Sales fall at Argos and Homebase
Home Retail Group, the owner of Argos and Homebase, has reported that sales fell at both companies over the Christmas period.
Like-for-like sales at the Argos catalogue chain declined 8.8% in the 18 weeks to the end of 2011 while gross margins fell by 50 basis points. Total sales at Argos decreased by 7.8% to £1.72 billion.
Argos said sales had been hit by a weak consumer electronics market, in particular video gaming and audio, although laptops and tablets remained strong performers.
The retailer’s gross margin decline was driven by the anticipated adverse impact of shipping rates together with an increased level of promotional investment.
The group said there would be a number of Argos store closures in the remainder of the financial year as leases reached their expiry date. This would result in the store portfolio being marginally down at the end of this financial year from the 751 stores at the start of the year.
Total sales at DIY retailer Homebase declined by 2.5% to £475 million in the period while like-for-like sales fell 2.6%. Big ticket item sales were down while sales in Homebase’s other categories were broadly flat. The gross margin rate increased by approximately 25 basis points from the previous year.
The group said it would close its UK homewares trial format, HomeStore&More, at the end of February 2012 with closure costs amounting to £10illion.

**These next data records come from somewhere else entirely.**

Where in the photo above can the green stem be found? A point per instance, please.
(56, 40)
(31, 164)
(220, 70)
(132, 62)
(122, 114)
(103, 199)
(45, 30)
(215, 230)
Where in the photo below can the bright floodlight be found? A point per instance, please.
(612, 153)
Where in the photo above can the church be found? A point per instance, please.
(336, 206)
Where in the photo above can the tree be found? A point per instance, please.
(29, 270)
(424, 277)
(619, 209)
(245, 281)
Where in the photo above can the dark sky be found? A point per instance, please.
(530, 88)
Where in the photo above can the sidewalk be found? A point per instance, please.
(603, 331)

Terry Duddy, chief executive of Home Retail Group, commented: “In a trading environment that has been both volatile and demanding, Homebase has again seen more resilient sales. Argos sales continue to be impacted by the market decline in consumer electronics categories, however we saw internet penetration reach over 40% of total sales, with Check & Reserve being boosted by the development of mobile commerce as customers embrace our leading multi-channel proposition.
“We have managed the business tightly over the peak trading period and expect Group benchmark profit before tax for this financial year to be around the mid-point of the current analyst range of £78 million to £125 million.”
The group said it anticipated a significant cut in the full year dividend for the current financial year.